Can I.T. check what I am browsing on public wifi in Office

thejourney

I have an office computer that I sign into and has blocked all social media etc. I use a special wifi for this connection. This is not the problem.
However the company I work at has public wifi which also has a password for visitors. I use this for my phone so i can access google for messages, private emails. There are 70 people working in the office.

I would like to know if IT can see what I am searching on my mobile using google or my private computer on the public wifi. I know IT are busy and probably don't care but I would Like to know if its possible. Also there are no Terms and conditions when I signed into the public wifi for the first time.

Thanks

BKtje

Whoever is running the public Wi-Fi can if they so wish. If your employer is then yes, if it's run by a third party then it depends on the agreement in place.

Technically the person with access to the router could see what you're looking at, at a minimum they could see what domains/IP addresses you're connecting to. If the sites you're visiting are over HTTPS then they would need to preform some sort of MiTM attack to see exactly what you're doing.

testicles

This post has been deleted.

smelly sock

Eh not so sure regarding the above.

Who is providing the WIFI pipe? The line to the connection?

If they don't have any monitoring system sitting on the wifi then they will find it hard to see who is browsing what. Especially if you dont have to sign in to access the web.

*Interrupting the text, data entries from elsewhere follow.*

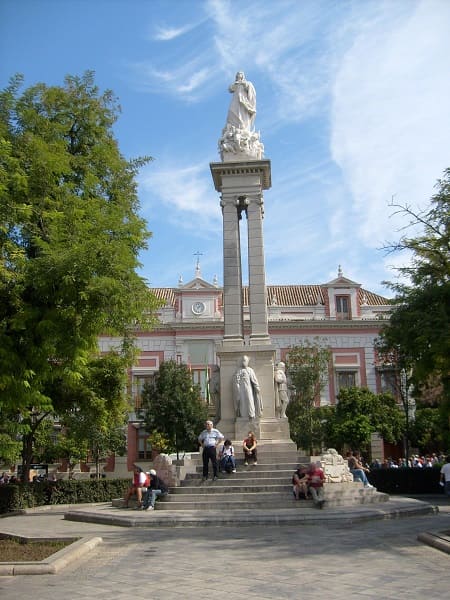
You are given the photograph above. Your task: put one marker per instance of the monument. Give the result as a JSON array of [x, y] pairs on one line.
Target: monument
[[247, 356]]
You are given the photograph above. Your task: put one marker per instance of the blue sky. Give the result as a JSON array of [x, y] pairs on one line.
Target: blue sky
[[352, 104]]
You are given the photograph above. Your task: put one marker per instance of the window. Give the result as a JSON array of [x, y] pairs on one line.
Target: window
[[345, 379], [342, 308], [139, 382], [200, 377], [389, 382], [144, 446]]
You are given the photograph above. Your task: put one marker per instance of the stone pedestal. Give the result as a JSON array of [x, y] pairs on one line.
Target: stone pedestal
[[262, 362], [241, 184]]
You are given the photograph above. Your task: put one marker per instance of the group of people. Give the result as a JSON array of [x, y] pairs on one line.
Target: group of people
[[416, 461], [147, 487], [210, 439]]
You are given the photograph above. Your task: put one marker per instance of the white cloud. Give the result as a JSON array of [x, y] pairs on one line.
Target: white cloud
[[165, 34], [390, 124]]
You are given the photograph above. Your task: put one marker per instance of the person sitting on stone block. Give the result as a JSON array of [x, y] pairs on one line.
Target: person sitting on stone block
[[300, 482], [358, 470], [249, 447]]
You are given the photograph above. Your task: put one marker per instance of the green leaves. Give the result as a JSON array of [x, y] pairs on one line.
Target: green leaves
[[174, 408], [360, 412], [70, 235], [307, 369], [420, 324]]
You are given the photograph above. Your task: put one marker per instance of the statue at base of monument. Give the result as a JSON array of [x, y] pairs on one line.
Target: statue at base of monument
[[281, 390], [214, 389], [335, 467], [247, 394]]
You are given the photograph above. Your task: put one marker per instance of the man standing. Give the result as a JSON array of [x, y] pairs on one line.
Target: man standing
[[209, 440]]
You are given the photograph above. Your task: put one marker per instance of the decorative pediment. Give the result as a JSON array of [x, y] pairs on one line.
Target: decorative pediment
[[197, 284], [341, 281]]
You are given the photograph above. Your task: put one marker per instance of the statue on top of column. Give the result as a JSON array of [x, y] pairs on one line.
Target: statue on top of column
[[239, 139], [242, 111]]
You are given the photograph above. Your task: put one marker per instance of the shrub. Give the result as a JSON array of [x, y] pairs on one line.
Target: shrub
[[19, 496]]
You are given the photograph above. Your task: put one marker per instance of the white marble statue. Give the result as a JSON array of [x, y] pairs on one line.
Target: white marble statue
[[247, 395], [335, 467], [239, 139], [242, 111], [281, 390]]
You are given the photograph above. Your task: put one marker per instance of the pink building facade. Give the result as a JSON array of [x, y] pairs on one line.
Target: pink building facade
[[340, 315]]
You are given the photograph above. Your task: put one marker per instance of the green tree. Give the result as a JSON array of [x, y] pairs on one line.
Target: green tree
[[174, 408], [307, 371], [419, 328], [97, 410], [360, 413], [70, 235]]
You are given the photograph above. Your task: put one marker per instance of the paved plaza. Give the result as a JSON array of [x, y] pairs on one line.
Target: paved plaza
[[336, 561]]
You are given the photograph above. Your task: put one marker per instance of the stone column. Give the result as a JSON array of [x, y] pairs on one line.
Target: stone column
[[232, 272], [257, 278]]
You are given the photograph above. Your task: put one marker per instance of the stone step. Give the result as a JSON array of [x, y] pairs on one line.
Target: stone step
[[261, 466], [210, 488], [259, 501], [232, 485]]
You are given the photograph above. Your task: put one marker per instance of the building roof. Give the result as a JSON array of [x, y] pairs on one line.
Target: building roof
[[283, 295]]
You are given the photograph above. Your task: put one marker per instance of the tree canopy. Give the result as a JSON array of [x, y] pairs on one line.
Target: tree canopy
[[307, 370], [359, 413], [174, 408], [420, 324], [419, 329], [70, 236]]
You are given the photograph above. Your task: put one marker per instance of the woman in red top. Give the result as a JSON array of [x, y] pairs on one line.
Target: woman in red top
[[249, 447]]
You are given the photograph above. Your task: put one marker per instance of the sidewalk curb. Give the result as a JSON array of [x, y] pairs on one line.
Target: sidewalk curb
[[54, 563], [305, 516], [438, 540]]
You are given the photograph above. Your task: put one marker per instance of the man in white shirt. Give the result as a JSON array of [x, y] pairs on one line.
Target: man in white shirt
[[209, 440]]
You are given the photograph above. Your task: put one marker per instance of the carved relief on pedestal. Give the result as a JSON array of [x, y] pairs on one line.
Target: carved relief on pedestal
[[335, 467]]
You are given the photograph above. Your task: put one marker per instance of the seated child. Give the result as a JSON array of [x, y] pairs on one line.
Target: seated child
[[226, 457]]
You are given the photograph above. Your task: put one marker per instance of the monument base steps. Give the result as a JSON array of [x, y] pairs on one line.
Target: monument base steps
[[266, 485]]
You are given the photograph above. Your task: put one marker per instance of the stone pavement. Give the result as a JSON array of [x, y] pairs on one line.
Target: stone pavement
[[328, 560]]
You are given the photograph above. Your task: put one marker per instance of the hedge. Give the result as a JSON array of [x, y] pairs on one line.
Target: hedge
[[15, 497], [407, 480]]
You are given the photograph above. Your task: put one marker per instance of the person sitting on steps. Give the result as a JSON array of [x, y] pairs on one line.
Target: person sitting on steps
[[249, 447], [227, 461], [156, 488], [300, 483]]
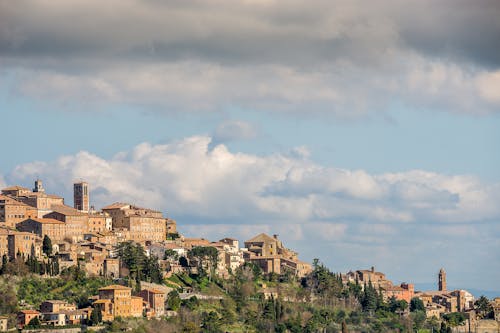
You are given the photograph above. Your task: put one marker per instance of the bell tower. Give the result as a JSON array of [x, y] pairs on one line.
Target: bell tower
[[442, 280], [81, 196]]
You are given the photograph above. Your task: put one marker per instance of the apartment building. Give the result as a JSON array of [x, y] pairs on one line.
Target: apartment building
[[13, 211], [54, 229], [142, 223], [76, 221], [117, 301], [270, 255]]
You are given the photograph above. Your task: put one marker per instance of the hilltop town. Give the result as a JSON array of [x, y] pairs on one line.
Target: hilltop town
[[143, 264]]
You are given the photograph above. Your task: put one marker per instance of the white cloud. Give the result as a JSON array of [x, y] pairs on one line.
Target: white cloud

If it's an Eir line they would be able to check as that's where the traffic breaks out onto the internet.

testicles

testicles wrote: »

Or just look at the IPs / Certificates which will give you the domains.

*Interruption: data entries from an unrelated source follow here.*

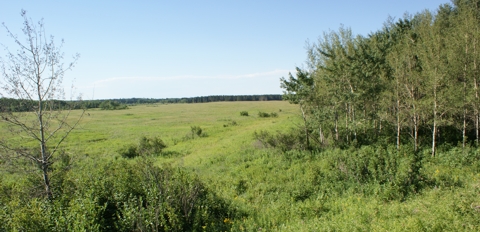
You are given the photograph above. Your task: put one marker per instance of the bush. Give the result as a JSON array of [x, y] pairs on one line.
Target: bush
[[146, 146], [267, 115], [282, 141], [263, 114], [112, 105]]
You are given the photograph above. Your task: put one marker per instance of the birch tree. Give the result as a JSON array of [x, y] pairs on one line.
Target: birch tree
[[33, 75]]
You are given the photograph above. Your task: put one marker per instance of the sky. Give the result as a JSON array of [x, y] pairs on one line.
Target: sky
[[174, 49]]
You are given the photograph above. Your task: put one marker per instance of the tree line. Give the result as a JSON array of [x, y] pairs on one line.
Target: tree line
[[23, 105], [413, 83]]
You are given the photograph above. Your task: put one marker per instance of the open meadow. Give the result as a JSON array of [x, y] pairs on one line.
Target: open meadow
[[228, 180]]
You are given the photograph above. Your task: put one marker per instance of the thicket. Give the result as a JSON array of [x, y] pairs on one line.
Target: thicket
[[116, 196], [413, 83], [145, 147]]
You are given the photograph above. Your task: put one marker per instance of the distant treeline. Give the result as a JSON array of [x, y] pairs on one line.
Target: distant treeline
[[18, 105]]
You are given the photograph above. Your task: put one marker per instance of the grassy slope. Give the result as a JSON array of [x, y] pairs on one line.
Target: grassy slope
[[266, 184]]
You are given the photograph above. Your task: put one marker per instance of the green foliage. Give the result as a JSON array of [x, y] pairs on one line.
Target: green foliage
[[282, 141], [112, 105], [267, 115], [145, 147], [118, 196]]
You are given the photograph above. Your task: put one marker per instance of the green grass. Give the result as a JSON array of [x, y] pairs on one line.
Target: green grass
[[284, 191], [102, 132]]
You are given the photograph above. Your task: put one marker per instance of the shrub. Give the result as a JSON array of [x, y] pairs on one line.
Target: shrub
[[263, 114], [267, 115], [112, 105], [282, 141], [146, 146]]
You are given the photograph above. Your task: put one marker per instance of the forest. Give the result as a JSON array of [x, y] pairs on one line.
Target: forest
[[376, 133], [413, 83]]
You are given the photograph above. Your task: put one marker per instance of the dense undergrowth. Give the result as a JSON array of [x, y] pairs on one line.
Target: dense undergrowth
[[371, 188]]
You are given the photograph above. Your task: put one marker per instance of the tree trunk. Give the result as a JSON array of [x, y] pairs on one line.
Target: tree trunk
[[307, 141]]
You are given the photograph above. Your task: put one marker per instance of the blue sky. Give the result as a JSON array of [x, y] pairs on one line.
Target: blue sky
[[169, 49]]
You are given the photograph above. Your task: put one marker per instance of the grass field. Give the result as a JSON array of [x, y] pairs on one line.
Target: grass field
[[287, 191], [102, 132]]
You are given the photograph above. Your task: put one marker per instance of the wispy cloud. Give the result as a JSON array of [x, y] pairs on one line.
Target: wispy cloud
[[277, 72]]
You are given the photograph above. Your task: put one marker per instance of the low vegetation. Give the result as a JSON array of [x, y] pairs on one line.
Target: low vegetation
[[382, 135]]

Sorry what? I said they can see what domains/ips he's accessing on both HTTP and HTTPS but seeing the actual traffic if its HTTPS is a different story.

Maybe that's not clear when I say "exactly what you're doing"

Permabear

This post has been deleted.

smelly sock

Permabear wrote: »

This post had been deleted.

What kind of authentication do you use for connecting to the public wifi? Thats they key here really. If using 802.1x they can see when you connected etc but still wont be able to what your looking at. If using mac filtering they will also be able to see when you were connected but not what you were viewing. Did you connect via your private device or with one of their devices? I presume you have deleted browsing history etc.

Anyway as i have said probably no need to worry. Very unlikely they will ask the isp for internet records. Very unlikely the isp would give them these records as they would have to thrawl through millions of entries and match them again the public ip of the connection. And almost impossible for your company to match these records to any individual

wandererz

If they have internal web filtering then it's relatively easy to expand that filtering to the free/guest SSID that they provide.
Even if they are not enforcing a policy on this wifi network they can still log and report on the traffic.

That typically means source IP, destination IP, URL, time etc.

Very rarely do they actually log what you actually do. This costs time, money and various other resources.
And the majority of Irish companies won't go to that expense.

If they are monitoring and you have accepted their certificate then they have more insight into what you are are doing on encrypted channels such as HTTPS.
In this case they can intercept your traffic, inspect it, action it, re-encrypt it and then send it on it's merry way inbound to you or outbound to the destination server.

If a company is monitoring and perhaps also doing MITM type inspection of https traffic then they can see (for example) what videos you've uploaded or viewed on YouTube, what files you have uploaded or downloaded to/from Dropbox/ Google, possibly what search queries you have made on Google, Bing, Yahoo etc.
Those are just examples, but hopefully you get the idea.

It's all possible but whether they have the time, budget and resources to do it is a different question altogether.

As i said above "the majority of Irish companies won't go to that expense".
The majority are essentially clueless and are dictated by their CFO's/Finance departments and so are severely restricted in terms of what they can implement.